Протекло около двух столетий после славного события осады Новгородской, а чудотворная икона Знамения Божией Матери все еще находилась в Спасской церкви и лишь в 1356 году новгородцы воздвигли памятник славной народной доблести построением Знаменского собора.  В летописях об этом означено следующими словами: «По преславным чудеси, пребысть Пречестный Знамения Пресвятыя Богородицы Чудотворный Образ в церкви Всемилостивого Спаса 186 лет. В лето же 6862 изволением Божиим и Пречистыя Его Матери, нецыи Христолюбивыи людие, не насыщаемым желанием одержимы и велиею верою влекоми к Чудотворному Пречистыя Богородицы Образу, возделеша убо. Небесныя кровы и будущее блаженство, молитвами ее, на воспоминание преславного чудеси во имя Пресвятыя Богородицы Честного Её Знамения, на той же Ильине улице близ тое же Святыя церкви Святого Спаса, и всяческими церковными добротами и благолепно украсиша»(22). В это самое время установлены были из Софийского собора в Знаменский два крестных хода: 27 ноября в память Чуда и 23 июня в память освящения Знаменского собора. Последний, отменен только в 1785 году преосвященным Гавриилом митрополитом Новгородским и Санкт-Петербургским.

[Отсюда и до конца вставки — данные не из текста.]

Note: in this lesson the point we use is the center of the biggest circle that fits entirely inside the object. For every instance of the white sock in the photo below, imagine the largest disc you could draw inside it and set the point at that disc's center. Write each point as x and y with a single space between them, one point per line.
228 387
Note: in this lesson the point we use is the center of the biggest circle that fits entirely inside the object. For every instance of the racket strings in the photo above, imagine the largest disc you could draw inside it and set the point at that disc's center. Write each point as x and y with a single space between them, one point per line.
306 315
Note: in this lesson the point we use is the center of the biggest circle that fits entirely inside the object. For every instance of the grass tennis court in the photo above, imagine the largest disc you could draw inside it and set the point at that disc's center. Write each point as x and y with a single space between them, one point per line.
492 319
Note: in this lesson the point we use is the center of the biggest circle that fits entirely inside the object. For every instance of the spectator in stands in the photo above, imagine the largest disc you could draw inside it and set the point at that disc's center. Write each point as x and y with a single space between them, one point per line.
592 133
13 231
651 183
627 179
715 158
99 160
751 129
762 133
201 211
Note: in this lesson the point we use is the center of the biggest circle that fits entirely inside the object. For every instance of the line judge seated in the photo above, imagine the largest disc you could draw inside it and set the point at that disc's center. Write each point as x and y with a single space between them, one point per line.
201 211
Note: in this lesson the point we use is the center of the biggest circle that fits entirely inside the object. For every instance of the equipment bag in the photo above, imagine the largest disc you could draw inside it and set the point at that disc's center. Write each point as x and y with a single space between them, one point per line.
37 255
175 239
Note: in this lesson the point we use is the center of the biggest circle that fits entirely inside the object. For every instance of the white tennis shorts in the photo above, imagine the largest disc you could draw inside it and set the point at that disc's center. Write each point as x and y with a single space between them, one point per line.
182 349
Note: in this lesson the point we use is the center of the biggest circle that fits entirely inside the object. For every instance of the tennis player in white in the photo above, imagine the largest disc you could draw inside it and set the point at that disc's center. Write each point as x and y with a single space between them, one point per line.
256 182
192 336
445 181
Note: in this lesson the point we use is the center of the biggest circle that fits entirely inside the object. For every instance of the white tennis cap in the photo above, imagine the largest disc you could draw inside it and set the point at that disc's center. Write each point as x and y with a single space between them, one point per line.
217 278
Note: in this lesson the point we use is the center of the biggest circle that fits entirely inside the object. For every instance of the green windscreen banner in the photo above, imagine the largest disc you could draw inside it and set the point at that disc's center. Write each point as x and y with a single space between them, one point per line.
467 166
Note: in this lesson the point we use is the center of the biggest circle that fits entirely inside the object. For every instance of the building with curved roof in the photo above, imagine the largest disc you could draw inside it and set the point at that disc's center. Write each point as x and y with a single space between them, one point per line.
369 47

     Удивительно, что новгородцы, передавая потомству изустные предания о своем архиепископе Илье, которого называли Чудным Архиереем и украшая жизнь его, без того славную истиной, всевозможными легендами, забыли даже самое то место, где погребен был этот великий муж. «От многих лет и от многих моров, старинныя помятухи извелися», – замечает Новгородский летописец, извиняя забывчивость народную!(23)
     Наконец, архиепископ новгородский Евфимий в 1436 году открыл нетленные мощи схимника Иоанна, и положил их открыто в Софийском соборе, в приделе Иоанна Крестителя, называемом Темницею: это событие было 30 ноября 1436 года. Но память святого Иоанна по положению Стоглавого собора, бывшего в Москве при царе Иоанне Васильевиче Грозном, в 1551 году предано совершать 7 сентября.
     Теперь из числа главных действующих лиц великой драмы, осады Новгорода, остается одно самое достопримечательное. Это Андрей Георгиевич Долгоруков, или Боголюбский. По уму он достойный предтеча Иоанна III; по неограниченному властолюбию истинный сын Георгия Владимировича, из роду Мономаха. И этот самый Боголюбский совершенно не постигнут с настоящей точки зрения всеми нашими новейшими историками.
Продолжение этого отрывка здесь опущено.